Dari Wikisumber bahasa Indonesia, perpustakaan bebas
Halaman ini tervalidasi

PERIKANAN LAUT.

Kemunduran dalam usaha perikanan laut.

Semasa pendjadjahan Belanda, soal perikanan laut di Sumatera Utara belum mendapat perhatian jang besar dari pihak Pemerintah. Tidak ada dorongan, lebih-lebih pimpinan bagi para nelajan. Tidak ada perlindungan terhadap usaha-usaha bangsa Indonesia sendiri.

Usaha penangkapan dan pengeringan ikan laut di Bagansiapi-api jang terkenal misalnja hampir seluruhnja berada dalam tangan orang Tionghoa. Dizaman pendudukan Djepangpun tidak diadakan perbaikanperbaikan. Penghasilan ikan sangat merosot. Rakjat banjak sukar memperoleh ikan, karena tentera Djepang selalu mendahulukan kepentingan militernja.

Diwaktu revolusi sedang berkobar, sudah barang tentu Pemerintah Republik Indonesia belum dapat mengarahkan perhatian setjukupnja kepada soal perikanan laut ini. Baru pada tanggal 15 Nopember 1850 diadakan Djawatan Perikanan Laut di Sumatera Utara, jang terdiri atas Ressort XIV (Atjeh), Ressort VII (termasuk daerah Sumatera Timur) dan Ressort VI (termasuk daerah Tapanuli).

Oleh karena itu keterangan- keterangan jang diperlukan mengenai perikanan laut di Sumatera Utara sukar diperoleh. Tetapi jang tidak dapat disangkal ialah bahwa kerusakan dan kemunduran njata sekali dalam lapangan perikanan laut, antara lain disebabkan oleh:

  1. alat-alat penangkap ikan seperti djaring jang rusak tidak dapat diganti oleh karena ketiadaan persediaan benang dan sebagainja.
  2. para nelajan banjak jang mengungsi meninggalkan begitu sadja perahu dan perusahaan mereka.

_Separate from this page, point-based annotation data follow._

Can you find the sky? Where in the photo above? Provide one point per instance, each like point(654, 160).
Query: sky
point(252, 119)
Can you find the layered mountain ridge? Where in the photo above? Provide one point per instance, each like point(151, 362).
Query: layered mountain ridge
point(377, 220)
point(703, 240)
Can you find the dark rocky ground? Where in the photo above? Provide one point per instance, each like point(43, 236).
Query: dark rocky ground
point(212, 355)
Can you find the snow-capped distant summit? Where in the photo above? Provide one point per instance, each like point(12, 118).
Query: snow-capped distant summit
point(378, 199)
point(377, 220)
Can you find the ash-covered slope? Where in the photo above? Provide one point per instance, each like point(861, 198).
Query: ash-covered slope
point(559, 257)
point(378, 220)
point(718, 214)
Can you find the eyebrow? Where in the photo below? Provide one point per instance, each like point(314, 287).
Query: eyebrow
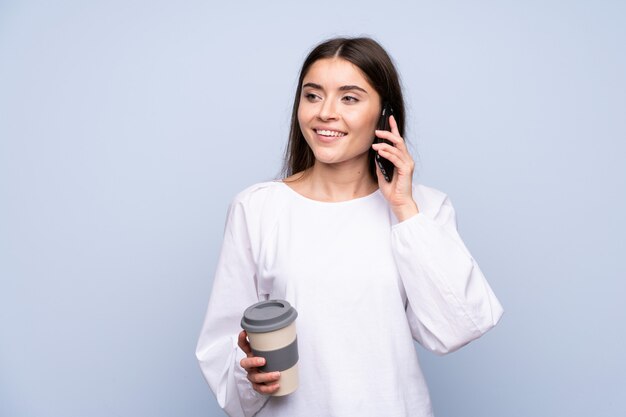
point(342, 88)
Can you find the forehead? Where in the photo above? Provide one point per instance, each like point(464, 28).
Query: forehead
point(335, 72)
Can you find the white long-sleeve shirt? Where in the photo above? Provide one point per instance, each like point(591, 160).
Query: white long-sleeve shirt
point(364, 287)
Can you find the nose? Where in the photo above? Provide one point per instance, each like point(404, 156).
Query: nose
point(327, 110)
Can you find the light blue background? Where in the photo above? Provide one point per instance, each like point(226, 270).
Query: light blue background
point(126, 127)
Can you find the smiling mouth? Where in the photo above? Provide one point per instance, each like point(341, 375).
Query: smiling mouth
point(329, 133)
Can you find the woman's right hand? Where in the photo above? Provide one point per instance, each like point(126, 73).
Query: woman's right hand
point(262, 382)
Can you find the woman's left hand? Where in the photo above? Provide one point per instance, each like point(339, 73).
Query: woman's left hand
point(398, 192)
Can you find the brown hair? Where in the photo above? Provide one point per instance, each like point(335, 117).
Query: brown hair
point(380, 72)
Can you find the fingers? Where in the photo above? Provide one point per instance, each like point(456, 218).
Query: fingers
point(399, 157)
point(262, 382)
point(243, 343)
point(396, 140)
point(264, 378)
point(251, 363)
point(393, 125)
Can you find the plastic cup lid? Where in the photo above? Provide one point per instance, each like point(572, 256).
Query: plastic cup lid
point(268, 316)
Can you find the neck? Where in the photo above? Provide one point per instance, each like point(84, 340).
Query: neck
point(336, 182)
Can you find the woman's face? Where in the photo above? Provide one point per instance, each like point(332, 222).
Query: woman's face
point(338, 112)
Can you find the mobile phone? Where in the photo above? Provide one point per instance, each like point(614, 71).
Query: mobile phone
point(386, 166)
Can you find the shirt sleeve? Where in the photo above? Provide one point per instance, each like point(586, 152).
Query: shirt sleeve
point(449, 302)
point(234, 289)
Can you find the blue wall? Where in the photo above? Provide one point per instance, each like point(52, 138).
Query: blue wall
point(126, 127)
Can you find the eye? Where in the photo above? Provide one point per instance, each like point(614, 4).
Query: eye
point(311, 96)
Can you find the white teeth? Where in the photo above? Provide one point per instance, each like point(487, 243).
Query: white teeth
point(329, 133)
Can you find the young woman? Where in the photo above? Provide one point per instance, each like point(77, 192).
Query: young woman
point(370, 265)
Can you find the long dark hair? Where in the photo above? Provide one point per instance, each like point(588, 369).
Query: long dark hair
point(380, 72)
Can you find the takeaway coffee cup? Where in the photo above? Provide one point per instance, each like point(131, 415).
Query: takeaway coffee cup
point(271, 330)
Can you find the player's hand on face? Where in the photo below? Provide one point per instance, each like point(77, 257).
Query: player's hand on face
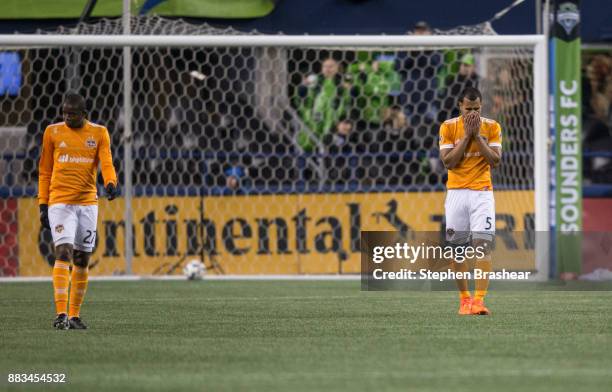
point(111, 191)
point(472, 124)
point(44, 216)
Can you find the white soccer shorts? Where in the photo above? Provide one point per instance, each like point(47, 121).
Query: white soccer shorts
point(469, 214)
point(74, 224)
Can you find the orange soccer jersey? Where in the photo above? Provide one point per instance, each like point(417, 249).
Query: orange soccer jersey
point(473, 171)
point(69, 164)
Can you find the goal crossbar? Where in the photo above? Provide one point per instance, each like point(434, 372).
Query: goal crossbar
point(540, 76)
point(8, 40)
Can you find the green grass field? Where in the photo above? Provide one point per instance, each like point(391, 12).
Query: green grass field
point(307, 336)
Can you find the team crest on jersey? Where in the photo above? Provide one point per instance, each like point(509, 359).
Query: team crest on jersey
point(91, 142)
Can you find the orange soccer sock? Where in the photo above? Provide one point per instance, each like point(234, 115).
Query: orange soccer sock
point(61, 281)
point(78, 288)
point(462, 284)
point(482, 285)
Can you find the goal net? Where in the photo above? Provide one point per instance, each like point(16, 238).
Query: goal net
point(268, 156)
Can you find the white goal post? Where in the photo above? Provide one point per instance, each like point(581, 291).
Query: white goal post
point(537, 43)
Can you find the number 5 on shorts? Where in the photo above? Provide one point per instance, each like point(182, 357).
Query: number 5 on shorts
point(489, 224)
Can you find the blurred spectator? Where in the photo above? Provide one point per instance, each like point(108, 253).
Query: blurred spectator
point(341, 139)
point(597, 114)
point(340, 148)
point(321, 100)
point(421, 28)
point(395, 121)
point(419, 70)
point(233, 176)
point(454, 84)
point(375, 85)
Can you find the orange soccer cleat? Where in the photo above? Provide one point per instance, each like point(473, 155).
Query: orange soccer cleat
point(479, 308)
point(465, 306)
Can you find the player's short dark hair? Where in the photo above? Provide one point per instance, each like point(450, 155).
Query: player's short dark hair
point(471, 93)
point(75, 99)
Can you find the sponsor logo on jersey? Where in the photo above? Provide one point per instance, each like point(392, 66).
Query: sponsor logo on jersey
point(90, 142)
point(65, 158)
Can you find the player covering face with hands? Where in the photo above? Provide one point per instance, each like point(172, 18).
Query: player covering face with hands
point(470, 145)
point(72, 150)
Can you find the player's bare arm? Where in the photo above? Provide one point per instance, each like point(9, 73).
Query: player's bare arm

Apabila dikehendaki adanja usaha-usaha jang lebih intensif dalam lapangan perikanan laut ini, maka usaha-usaha rakjat harus diberi dorongan dan bantuan jang tjukup. Dapat dirasakan betapa sukarnja Djawatan Perikanan Laut menghadapi soal ini mengingat:

  1. kekurangan pengalaman berhubung dengan djawatan ini termasuk dalam djawatan-djawatan jang baru didirikan.
  2. Kekurangan tenaga- tenaga ahli. Sampai pada sa'at penjusunan tulisan ini, boleh dikatakan baru 30% dapat diisi dengan tenaga² jang diperlukan. Hal ini tidak mengherankan djika diingat bahwa dizaman pendjadjahan Belanda hanja sedikit sekali djumlah bangsa kita diberi kesempatan untuk dilatih mendjadi ahli perikanan laut. Sebelum perang dunia kedua di Djawa telah lama adanja Djawatan Perikanan Laut, tetapi di Sumatera tidak mendapat perhatian.
  3. Djawatan ini memerlukan djumlah uang jang lebih besar dari pada apa jang ditetapkan sekarang, sehingga rentjana- rentjana tidak dapat dilaksanakan.